Her thighs are clamped around his neck and her arms clutch urgently at his waist but it’s not what you think. In fact, it’s nothing you’ve ever thought about before.
It’s the preposterous sport of wife-carrying, in which overconfident men race through a short obstacle course while toting their dead-weight spouses on their backs or shoulders. Lady-laden, the athletes wobble over logs or hay bales, slog through shallow pools, and stagger across the finish line as hundreds of strangers hoot from the sidelines.
The grand prize: The missus’s weight in beer. Plus $5 for each pound she weighs. Plus the head-shaking befuddlement of most other humans.
Wife-carrying originated in Finland a mere 19 years ago, which means we can’t pass it off as the quaint hobby of eccentric ancients; my marriage is older than this sport, people.

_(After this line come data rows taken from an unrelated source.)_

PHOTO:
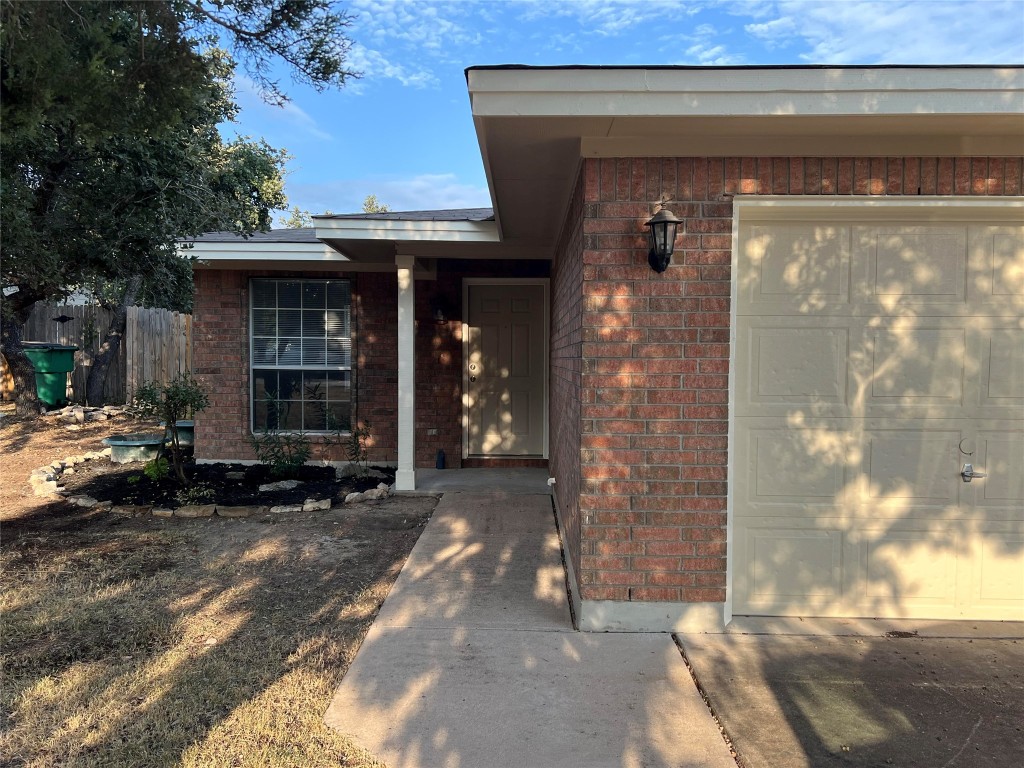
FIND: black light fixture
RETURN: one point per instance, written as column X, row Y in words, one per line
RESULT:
column 663, row 239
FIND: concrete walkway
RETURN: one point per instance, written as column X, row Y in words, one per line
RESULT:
column 473, row 663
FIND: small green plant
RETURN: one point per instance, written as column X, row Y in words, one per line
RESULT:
column 356, row 448
column 157, row 469
column 180, row 398
column 284, row 453
column 197, row 494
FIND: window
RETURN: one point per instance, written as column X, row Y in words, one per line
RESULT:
column 301, row 354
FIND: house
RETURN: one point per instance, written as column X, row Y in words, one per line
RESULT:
column 817, row 409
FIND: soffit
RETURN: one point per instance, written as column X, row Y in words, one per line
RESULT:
column 535, row 125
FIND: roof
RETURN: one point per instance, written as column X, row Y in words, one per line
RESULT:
column 536, row 124
column 303, row 235
column 446, row 214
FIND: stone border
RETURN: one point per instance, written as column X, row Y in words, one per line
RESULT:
column 45, row 481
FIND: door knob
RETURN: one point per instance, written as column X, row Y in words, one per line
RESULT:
column 969, row 474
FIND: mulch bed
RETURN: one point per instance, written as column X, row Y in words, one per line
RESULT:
column 127, row 484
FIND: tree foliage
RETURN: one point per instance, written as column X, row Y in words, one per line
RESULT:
column 110, row 150
column 372, row 205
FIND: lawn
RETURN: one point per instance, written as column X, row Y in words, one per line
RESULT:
column 198, row 642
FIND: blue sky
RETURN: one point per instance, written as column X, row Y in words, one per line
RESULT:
column 403, row 131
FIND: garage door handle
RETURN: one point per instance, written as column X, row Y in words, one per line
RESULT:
column 969, row 474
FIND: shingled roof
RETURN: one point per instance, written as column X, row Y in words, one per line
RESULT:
column 308, row 233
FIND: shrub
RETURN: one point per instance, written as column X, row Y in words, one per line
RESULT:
column 180, row 398
column 284, row 453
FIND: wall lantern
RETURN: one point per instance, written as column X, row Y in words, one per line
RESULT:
column 663, row 239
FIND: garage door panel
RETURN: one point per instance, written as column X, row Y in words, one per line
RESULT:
column 795, row 465
column 799, row 365
column 847, row 495
column 916, row 367
column 998, row 571
column 897, row 265
column 997, row 274
column 1000, row 457
column 787, row 565
column 805, row 266
column 1003, row 369
column 908, row 468
column 910, row 567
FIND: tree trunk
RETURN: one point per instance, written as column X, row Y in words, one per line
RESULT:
column 15, row 313
column 112, row 342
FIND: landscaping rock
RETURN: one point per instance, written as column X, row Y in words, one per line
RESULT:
column 196, row 510
column 45, row 488
column 240, row 511
column 280, row 485
column 125, row 510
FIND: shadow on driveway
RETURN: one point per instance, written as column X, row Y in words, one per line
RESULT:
column 788, row 701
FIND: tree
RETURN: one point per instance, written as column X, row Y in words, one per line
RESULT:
column 110, row 148
column 370, row 205
column 297, row 219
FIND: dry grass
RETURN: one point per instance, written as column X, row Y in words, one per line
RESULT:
column 148, row 642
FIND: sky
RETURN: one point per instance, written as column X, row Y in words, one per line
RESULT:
column 403, row 130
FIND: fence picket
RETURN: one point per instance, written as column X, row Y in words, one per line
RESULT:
column 157, row 345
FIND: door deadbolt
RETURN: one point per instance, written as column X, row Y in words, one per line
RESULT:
column 969, row 474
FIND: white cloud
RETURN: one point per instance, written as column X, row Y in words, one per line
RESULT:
column 373, row 65
column 776, row 32
column 423, row 192
column 891, row 32
column 249, row 100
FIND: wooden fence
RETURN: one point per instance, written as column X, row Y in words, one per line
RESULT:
column 157, row 345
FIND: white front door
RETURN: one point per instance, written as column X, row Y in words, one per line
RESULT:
column 873, row 359
column 506, row 370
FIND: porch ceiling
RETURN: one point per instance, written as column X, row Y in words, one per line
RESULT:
column 536, row 124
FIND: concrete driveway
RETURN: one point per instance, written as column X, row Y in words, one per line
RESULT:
column 814, row 694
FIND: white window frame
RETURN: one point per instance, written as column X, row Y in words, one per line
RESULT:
column 300, row 367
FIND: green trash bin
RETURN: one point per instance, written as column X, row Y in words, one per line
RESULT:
column 52, row 364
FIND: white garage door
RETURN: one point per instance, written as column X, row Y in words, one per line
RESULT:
column 875, row 358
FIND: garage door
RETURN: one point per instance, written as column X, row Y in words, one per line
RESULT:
column 873, row 359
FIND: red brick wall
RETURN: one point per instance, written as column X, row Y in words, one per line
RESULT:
column 375, row 347
column 221, row 358
column 438, row 370
column 220, row 361
column 565, row 372
column 655, row 352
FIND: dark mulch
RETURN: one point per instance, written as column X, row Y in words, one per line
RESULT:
column 127, row 484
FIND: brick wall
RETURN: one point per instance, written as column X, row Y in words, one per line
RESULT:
column 438, row 369
column 655, row 352
column 220, row 363
column 565, row 369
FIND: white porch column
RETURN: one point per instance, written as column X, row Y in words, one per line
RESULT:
column 406, row 476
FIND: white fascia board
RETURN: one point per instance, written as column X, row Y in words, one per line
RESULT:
column 404, row 230
column 255, row 251
column 847, row 208
column 747, row 92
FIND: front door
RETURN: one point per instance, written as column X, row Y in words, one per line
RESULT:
column 506, row 370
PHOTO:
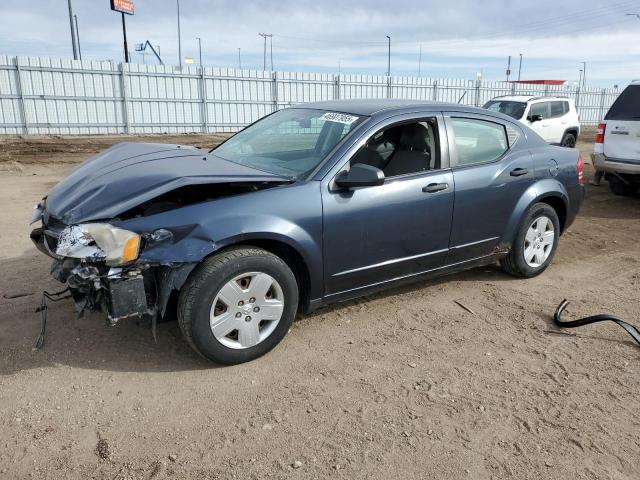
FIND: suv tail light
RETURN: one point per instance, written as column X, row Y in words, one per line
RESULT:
column 600, row 135
column 580, row 170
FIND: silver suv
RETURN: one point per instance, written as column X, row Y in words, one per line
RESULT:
column 617, row 147
column 555, row 119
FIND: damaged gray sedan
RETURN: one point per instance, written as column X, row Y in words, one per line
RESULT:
column 308, row 206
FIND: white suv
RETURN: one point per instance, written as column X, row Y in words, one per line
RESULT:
column 555, row 119
column 617, row 147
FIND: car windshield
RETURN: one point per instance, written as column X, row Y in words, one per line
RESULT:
column 290, row 142
column 508, row 107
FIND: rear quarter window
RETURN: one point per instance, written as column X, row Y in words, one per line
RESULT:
column 627, row 105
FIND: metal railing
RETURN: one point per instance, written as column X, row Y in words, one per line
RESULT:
column 55, row 96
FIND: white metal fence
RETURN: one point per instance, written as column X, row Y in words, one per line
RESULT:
column 55, row 96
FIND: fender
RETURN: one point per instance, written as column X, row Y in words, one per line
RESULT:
column 199, row 230
column 544, row 188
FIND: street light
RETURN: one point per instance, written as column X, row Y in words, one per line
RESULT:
column 200, row 50
column 179, row 39
column 389, row 57
column 520, row 67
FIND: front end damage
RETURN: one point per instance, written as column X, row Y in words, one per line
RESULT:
column 118, row 228
column 136, row 289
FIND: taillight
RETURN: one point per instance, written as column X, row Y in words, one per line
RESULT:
column 580, row 170
column 600, row 134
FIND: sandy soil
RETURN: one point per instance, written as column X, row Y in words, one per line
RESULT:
column 404, row 384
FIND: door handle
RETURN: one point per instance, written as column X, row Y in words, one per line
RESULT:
column 518, row 172
column 435, row 187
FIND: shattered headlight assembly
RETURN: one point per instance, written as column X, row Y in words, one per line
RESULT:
column 99, row 241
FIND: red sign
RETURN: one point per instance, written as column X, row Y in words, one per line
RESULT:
column 124, row 6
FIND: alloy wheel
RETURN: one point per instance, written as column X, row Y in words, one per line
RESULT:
column 539, row 241
column 246, row 310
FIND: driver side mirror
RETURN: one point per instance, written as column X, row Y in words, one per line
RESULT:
column 360, row 175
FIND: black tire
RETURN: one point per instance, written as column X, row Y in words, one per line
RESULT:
column 619, row 187
column 202, row 287
column 568, row 140
column 514, row 263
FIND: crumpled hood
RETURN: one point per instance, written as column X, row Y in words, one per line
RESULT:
column 129, row 174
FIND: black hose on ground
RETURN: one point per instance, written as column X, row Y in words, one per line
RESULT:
column 54, row 297
column 631, row 329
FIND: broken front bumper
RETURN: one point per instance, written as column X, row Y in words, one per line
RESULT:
column 132, row 291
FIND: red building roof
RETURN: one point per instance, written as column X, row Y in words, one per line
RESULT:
column 540, row 82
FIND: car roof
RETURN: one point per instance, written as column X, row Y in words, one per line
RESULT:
column 529, row 98
column 370, row 107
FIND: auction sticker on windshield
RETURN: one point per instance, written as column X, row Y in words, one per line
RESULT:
column 339, row 118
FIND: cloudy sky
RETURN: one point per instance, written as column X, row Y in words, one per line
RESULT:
column 459, row 38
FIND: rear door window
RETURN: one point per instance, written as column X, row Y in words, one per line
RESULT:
column 478, row 141
column 540, row 108
column 557, row 109
column 627, row 106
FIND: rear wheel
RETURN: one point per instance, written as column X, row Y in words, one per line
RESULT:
column 536, row 242
column 238, row 305
column 568, row 140
column 620, row 187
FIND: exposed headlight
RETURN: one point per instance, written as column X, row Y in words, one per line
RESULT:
column 99, row 241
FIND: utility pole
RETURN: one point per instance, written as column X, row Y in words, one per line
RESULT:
column 264, row 51
column 75, row 18
column 271, row 50
column 73, row 34
column 520, row 67
column 124, row 36
column 389, row 57
column 179, row 37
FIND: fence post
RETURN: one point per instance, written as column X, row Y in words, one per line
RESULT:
column 125, row 101
column 23, row 110
column 601, row 110
column 274, row 90
column 203, row 97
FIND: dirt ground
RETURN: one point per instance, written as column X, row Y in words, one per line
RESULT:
column 404, row 384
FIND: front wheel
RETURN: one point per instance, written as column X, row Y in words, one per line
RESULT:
column 238, row 305
column 536, row 242
column 568, row 140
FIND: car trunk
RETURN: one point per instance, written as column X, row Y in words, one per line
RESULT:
column 622, row 134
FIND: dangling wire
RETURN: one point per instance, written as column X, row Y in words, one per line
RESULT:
column 631, row 329
column 53, row 297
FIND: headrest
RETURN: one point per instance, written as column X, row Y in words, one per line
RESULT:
column 414, row 137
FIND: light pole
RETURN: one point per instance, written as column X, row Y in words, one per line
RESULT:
column 264, row 51
column 75, row 18
column 199, row 50
column 389, row 57
column 520, row 67
column 73, row 35
column 179, row 37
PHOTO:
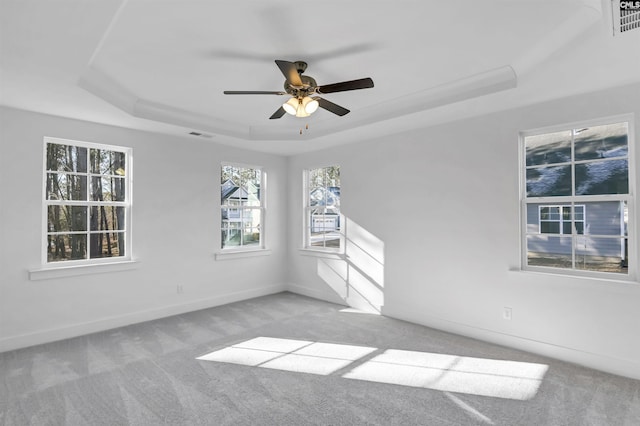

Fans mumble something about it harking back to the bad habits of Finnish bandits who abducted women from their villages and claimed them as wives — but Finland also hosts the world championships for Air Guitar and Mobile Phone Throwing, so I think it’s safe to assume the Finns just like silly stuff.
Annual wife-carrying competitions are now held in Australia and Hong Kong, and even here in the U.S. a police officer and his wife stumbled to victory just this month in Wisconsin with a race time of 60 seconds — which, he said, was the longest minute of his life, and his cargo weighed only 103 pounds.